Cobalt Removal Guide

Do you know what Cobalt is?

Some infections cannot be missed. Others are capable of hiding and concealing themselves. The devious Cobalt, unfortunately, belongs to the latter group, and it could be active on your operating system right now without you suspecting a thing. Once it slithers in, you are not alerted about it in any way. Of course, there are subtle signs that could help you figure out that something is not right, but, unfortunately, most users are careless and inexperienced, which makes identifying and uncovering malware that more difficult. Our research team has thoroughly examined this threat, and we can help you understand it better. Of course, the purpose of this article is to help you delete Cobalt successfully, but it is also important to introduce you to this threat so that you could be more experienced and knowledgeable in the future. And if you are not sure that you must remove the Trojan, we can guarantee you right away that that is crucial.

You need to inspect your operating system immediately if you have recently opened a suspicious file named “Изменения в системе безопасности.doc Visa payWave.doc” sent to you by VISA. Of course, it is not VISA who has sent you this malicious file but rather cyber criminals. They conceal themselves as a reputable, well-known company just to trick you into opening the file without any hesitation. If you do that, you open up a backdoor for the Cobalt Trojan to slither in. That would not be possible if your Microsoft Office software was recently updated. Outdated software has a vulnerability (CVE-2017-11882) that is exploited to execute Javascript that subsequently downloads and executes a Powershell script, and that, eventually, is what loads the Trojan. Other misleading emails could be sent in the future, but, right now, you need to beware of emails in Russian that are allegedly sent by VISA to provide you with information about the payWave service. Remove such emails right away because it is enough to click on the malicious attachment once to unleash the Trojan.

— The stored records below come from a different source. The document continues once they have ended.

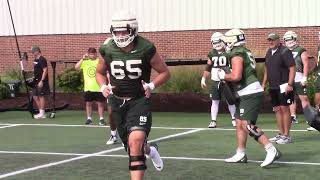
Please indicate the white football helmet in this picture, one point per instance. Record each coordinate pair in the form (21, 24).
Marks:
(290, 38)
(217, 41)
(107, 40)
(234, 37)
(124, 21)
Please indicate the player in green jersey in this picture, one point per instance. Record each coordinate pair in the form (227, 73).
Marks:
(250, 92)
(218, 58)
(129, 58)
(301, 57)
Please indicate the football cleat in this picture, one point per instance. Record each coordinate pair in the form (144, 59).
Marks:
(276, 138)
(272, 155)
(284, 140)
(294, 120)
(212, 124)
(102, 122)
(156, 159)
(237, 158)
(40, 116)
(88, 122)
(234, 124)
(112, 140)
(311, 129)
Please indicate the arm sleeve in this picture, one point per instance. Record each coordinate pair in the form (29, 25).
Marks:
(150, 52)
(101, 51)
(43, 63)
(287, 58)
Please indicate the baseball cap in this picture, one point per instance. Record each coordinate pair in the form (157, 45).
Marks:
(273, 36)
(35, 48)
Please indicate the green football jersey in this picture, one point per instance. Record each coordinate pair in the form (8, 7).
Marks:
(318, 68)
(296, 52)
(219, 60)
(249, 74)
(127, 69)
(89, 75)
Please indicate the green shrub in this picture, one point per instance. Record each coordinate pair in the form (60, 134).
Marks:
(12, 74)
(4, 91)
(311, 86)
(183, 79)
(70, 80)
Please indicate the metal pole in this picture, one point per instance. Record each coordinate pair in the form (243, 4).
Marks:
(30, 105)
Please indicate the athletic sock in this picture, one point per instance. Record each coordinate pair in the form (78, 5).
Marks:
(214, 109)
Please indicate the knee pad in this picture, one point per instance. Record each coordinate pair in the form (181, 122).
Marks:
(253, 132)
(139, 158)
(312, 117)
(140, 167)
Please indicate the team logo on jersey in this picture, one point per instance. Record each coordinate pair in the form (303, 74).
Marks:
(143, 120)
(91, 72)
(288, 101)
(241, 112)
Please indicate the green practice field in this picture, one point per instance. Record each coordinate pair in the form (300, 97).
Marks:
(64, 149)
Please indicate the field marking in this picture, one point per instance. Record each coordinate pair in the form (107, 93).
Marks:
(163, 157)
(7, 126)
(158, 127)
(88, 155)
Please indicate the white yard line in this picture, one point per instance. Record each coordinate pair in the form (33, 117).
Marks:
(163, 157)
(6, 126)
(159, 127)
(87, 156)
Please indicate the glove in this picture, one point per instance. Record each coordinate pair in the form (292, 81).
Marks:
(203, 82)
(303, 81)
(221, 74)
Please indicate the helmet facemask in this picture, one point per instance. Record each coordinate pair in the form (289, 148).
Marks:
(234, 37)
(123, 40)
(124, 21)
(217, 41)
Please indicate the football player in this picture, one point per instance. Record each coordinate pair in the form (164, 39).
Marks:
(250, 92)
(217, 59)
(301, 57)
(129, 58)
(317, 85)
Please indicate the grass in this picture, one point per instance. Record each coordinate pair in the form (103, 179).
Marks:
(210, 145)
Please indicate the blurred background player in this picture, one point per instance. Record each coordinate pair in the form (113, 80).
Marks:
(218, 58)
(41, 89)
(317, 85)
(88, 65)
(301, 57)
(113, 128)
(251, 97)
(129, 58)
(113, 138)
(279, 71)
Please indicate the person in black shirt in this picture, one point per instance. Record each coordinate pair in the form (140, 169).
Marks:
(280, 71)
(41, 89)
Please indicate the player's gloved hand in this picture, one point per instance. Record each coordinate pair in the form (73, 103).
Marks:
(303, 81)
(106, 90)
(221, 74)
(85, 57)
(203, 83)
(148, 87)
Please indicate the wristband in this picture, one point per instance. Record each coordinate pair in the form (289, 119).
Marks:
(103, 87)
(151, 86)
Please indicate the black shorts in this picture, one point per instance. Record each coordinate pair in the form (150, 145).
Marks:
(93, 96)
(45, 90)
(281, 99)
(130, 115)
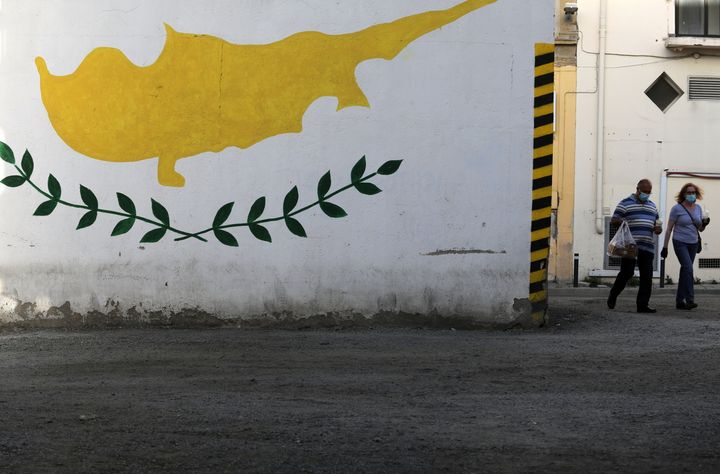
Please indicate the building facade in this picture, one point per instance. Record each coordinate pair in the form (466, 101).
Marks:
(646, 105)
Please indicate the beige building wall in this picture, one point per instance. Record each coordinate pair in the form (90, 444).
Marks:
(638, 139)
(561, 244)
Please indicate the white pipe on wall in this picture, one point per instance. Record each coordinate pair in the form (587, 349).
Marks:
(600, 132)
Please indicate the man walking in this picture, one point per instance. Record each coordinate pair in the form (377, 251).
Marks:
(642, 217)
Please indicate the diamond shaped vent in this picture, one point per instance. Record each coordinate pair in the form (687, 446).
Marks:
(664, 92)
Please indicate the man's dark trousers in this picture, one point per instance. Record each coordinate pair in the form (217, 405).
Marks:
(644, 263)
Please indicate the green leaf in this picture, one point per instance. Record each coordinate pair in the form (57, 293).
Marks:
(390, 167)
(88, 197)
(332, 210)
(6, 153)
(87, 220)
(358, 170)
(295, 227)
(256, 210)
(123, 226)
(13, 181)
(260, 232)
(27, 164)
(46, 208)
(222, 215)
(126, 204)
(324, 186)
(54, 187)
(226, 238)
(154, 235)
(367, 188)
(291, 200)
(160, 212)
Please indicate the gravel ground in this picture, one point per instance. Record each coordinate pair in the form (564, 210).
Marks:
(596, 391)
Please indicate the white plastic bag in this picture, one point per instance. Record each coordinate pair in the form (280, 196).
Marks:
(623, 244)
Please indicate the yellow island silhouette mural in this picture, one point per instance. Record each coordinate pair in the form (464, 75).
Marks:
(206, 94)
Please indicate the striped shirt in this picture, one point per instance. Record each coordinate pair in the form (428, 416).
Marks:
(641, 217)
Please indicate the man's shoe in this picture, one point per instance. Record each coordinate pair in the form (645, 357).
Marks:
(611, 301)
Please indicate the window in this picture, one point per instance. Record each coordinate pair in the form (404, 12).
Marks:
(697, 18)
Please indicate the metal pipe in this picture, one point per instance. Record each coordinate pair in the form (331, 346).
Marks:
(576, 270)
(600, 125)
(662, 273)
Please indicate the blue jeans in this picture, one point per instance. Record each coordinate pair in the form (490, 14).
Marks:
(686, 255)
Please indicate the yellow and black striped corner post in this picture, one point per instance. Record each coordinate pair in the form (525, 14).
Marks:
(542, 179)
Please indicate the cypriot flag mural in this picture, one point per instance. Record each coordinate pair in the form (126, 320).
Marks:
(370, 141)
(206, 94)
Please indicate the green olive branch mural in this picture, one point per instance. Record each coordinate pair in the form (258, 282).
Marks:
(162, 224)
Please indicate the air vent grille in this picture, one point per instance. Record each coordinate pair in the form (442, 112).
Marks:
(704, 88)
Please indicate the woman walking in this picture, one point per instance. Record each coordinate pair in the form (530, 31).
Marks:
(686, 220)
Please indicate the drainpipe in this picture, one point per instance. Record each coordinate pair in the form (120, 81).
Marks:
(600, 132)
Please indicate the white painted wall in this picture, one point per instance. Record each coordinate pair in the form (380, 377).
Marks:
(456, 106)
(640, 140)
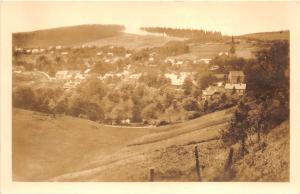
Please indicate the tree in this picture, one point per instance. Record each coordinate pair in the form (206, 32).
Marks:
(238, 128)
(149, 112)
(51, 106)
(203, 81)
(190, 104)
(24, 97)
(187, 86)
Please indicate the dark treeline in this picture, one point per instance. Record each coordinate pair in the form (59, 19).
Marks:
(196, 35)
(266, 104)
(65, 36)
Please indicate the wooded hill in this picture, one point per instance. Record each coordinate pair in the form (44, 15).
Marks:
(268, 36)
(196, 35)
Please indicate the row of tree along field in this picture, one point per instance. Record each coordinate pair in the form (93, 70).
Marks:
(152, 99)
(192, 34)
(52, 61)
(267, 102)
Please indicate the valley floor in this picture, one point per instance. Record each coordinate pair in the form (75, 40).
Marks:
(72, 149)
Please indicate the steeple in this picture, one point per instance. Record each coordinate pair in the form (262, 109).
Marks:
(232, 48)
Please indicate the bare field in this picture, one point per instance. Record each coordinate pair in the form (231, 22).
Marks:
(133, 41)
(50, 146)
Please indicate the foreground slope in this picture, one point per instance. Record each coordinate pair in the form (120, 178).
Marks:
(49, 147)
(71, 149)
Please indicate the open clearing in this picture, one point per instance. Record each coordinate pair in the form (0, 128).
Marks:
(50, 146)
(72, 149)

According to the latest information, once the malicious spam email attachment file is opened, JavaScript is downloaded without the user’s notice. It is executed using the authentic Microsoft HTML Application Host file called “mshta.exe”. The PowerShell script is then executed to download another script from a different source. You can find it installed as %APPDATA%\{unique name}.ps1. This PowerShell script should contain Cobalt DLLs to execute the infection into memory. The DLL itself is not downloaded, and that is how the threat can avoid being detected and deleted before all malicious tasks are run. According to our research, Cobalt Trojan works as a backdoor, which means that anyone using it can flood the infected operating system with other kinds of malware. This malware could be used to steal data, corrupt or delete files, or even hijack the system to spread malicious infections. Needless to say, you want to remove Cobalt as soon as possible.

You can remove Cobalt using the instructions below, but if that is what you choose to do, we advise scanning the operating system as well because it is possible that you need to delete a bunch of other threats too. If you are determined to clean your system manually, be prepared for some challenging tasks. If you are not sure you have the right experience, install an anti-malware program to erase all existing infections for you. This is an ideal option because by installing this program you will also guarantee full-time protection thereafter. Besides doing that, you also want to update your Microsoft Office, as well as install all other available security updates because you do not want cyber criminals to exploit known vulnerabilities again.

Delete Cobalt

  1. Tap Win+E to launch Explorer and then enter %APPDATA% into the bar at the top.
  2. Delete the {unique name}.ps1 file responsible for the Trojan.
  3. Empty Recycle Bin and then immediately perform a full system scan to check if the system is clean.

In non-techie terms:

Cobalt is one of the most dangerous threats out there because once it slithers in, cyber criminals can do whatever they want. They can install other infections, as well as use your operating system to spread malware further. The malicious Trojan is spread using a known Microsoft Office vulnerability, and, if the infection is not yet on your system, you must install the latest security updates as soon as possible. You need to take care of that even if the Trojan was found on your PC. Even though you might be able to delete Cobalt manually, we recommend installing anti-malware software because you need full-time protection it can provide you with. Also, it is set up to automatically detect and remove all existing threats, and so it can help you greatly.